Of all the genres, science fiction is perhaps the most frequently misjudged by contemporary audiences. On one hand, this is understandable—sci-fi is inherently experimental, built on wild extrapolation and invention, so it’s not surprising that viewers might need time to fully process and appreciate its ideas. On the other hand, it’s also the genre most prone to ageing poorly. We’ve known for more than two decades that 2001: A Space Odyssey didn’t accurately predict the year 2001, and we can all breathe a sigh of relief that Blade Runner’s dystopian vision of 2019 never came to pass.
There is an argument to be made that the best science fiction movies should not be blockbuster successes. Movies like Ridley Scott’s Blade Runner and Alfonso Cuarón’s Children of Men fared poorly at the box office, but have gone on to heavily influence later filmmakers.
It’s also fairly reasonable to assume that movies like Denis Villeneuve’s Blade Runner 2049 and Alex Garland’s Annihilation will someday be equally important to filmmakers. It seems as if the best science fiction is the kind that is so dense and original that it takes years to fully unpack.
According to director Ron Howard, there is another recent science fiction flop that didn’t get its due. In a Reddit Ask Me Anything thread around the time his 2015 film Heart of the Sea was released, the director was asked whether there were any recent films he’d recommend that people might not have heard of. “Well, I hope people have heard of Ex Machina and have seen that movie,” he responded. “I loved it. It didn’t do all that well on [its] theatrical run–you know, one of those things. Not an easy movie to market. But it’s getting some attention in the awards race, and it really deserves it.”

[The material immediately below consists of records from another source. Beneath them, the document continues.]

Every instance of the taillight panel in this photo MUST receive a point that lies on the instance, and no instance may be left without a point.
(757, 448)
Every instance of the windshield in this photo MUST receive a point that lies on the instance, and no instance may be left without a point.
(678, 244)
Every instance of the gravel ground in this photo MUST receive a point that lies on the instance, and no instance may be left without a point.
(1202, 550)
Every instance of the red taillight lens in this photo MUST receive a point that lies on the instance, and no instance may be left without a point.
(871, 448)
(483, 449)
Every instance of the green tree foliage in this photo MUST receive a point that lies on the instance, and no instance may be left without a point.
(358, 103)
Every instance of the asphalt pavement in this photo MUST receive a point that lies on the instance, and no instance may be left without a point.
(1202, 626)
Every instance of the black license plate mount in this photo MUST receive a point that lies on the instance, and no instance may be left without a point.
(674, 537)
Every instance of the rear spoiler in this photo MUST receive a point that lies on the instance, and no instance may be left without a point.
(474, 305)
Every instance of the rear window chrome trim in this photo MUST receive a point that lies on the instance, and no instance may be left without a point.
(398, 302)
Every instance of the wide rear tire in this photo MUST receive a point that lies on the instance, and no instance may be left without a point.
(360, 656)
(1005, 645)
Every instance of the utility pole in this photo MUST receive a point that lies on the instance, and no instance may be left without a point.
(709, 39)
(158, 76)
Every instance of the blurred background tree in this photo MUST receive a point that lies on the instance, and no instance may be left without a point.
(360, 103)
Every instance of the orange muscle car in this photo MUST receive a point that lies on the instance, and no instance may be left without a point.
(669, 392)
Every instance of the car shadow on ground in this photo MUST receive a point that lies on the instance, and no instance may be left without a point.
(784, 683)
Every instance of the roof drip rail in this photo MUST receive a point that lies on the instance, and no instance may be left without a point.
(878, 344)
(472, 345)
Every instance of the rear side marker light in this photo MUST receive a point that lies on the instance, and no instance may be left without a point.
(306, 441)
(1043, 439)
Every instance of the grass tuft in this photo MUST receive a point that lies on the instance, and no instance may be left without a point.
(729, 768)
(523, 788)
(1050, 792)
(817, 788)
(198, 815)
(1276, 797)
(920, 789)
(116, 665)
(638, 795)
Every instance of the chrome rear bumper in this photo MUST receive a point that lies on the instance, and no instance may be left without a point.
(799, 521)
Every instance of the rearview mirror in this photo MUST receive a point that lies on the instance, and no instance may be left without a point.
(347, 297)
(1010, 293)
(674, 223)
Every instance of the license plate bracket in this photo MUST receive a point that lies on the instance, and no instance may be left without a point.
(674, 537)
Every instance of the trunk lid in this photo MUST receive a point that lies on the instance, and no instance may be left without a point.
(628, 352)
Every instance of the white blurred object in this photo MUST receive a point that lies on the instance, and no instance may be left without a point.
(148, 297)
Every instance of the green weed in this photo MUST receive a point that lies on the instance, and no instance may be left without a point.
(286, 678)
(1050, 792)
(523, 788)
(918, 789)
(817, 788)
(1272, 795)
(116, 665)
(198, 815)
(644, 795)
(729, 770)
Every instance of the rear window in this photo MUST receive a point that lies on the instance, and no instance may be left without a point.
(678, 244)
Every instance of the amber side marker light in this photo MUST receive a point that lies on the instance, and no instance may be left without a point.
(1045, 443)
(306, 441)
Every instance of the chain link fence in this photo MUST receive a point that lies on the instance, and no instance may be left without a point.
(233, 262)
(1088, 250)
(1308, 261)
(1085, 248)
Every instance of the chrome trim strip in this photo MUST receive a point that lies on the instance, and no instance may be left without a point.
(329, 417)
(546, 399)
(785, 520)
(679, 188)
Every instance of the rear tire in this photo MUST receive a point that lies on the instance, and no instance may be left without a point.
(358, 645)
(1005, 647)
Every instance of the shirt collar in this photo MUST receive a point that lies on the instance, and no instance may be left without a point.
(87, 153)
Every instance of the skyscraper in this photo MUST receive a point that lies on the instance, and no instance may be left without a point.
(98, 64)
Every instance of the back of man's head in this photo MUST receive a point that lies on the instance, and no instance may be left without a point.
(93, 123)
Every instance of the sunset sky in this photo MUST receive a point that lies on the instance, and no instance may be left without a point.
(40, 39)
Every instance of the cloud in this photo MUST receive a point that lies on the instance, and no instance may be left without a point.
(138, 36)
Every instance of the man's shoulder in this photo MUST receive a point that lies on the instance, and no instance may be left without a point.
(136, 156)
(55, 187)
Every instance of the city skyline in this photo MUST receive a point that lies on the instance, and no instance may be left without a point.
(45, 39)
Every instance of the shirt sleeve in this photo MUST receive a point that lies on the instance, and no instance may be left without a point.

Ex Machina was Alex Garland’s directorial debut after spending the first decades of his career writing novels (includingThe Beach, which was adapted into an unsettling Danny Boyle film), and screenplays (including the one for 28 Days Later). Released in 2014, it stars Domhnall Gleeson as a young programmer who is invited to the palatial estate of a mysterious tech billionaire (Oscar Isaac) to test his latest invention, a humanoid robot played by Alicia Vikander.
It received excellent reviews when it was released, with critics praising the depth and seriousness with which it explores the ideas of sentience, artificial intelligence, and scientific ethics. However, it struggled at the box office, possibly due to its slow pace and dense, cerebral plot. Early trailers of the film depicted it as a stylish, pulse-pounding, horror-inflected thriller, and while it certainly has those elements, it is, like Garland’s next film, Annihilation, extremely cryptic and refuses to offer easy answers.
As Howard hoped, Ex Machina did pick up awards momentum, earning two Oscar nominations and winning the award for ‘Best Visual Effects’. It continues to be the only film for which Garland has been nominated for an Academy Award, though he lost the ‘Best Original Screenplay’ statuette to Josh Singer and Tom McCarthy for Spotlight.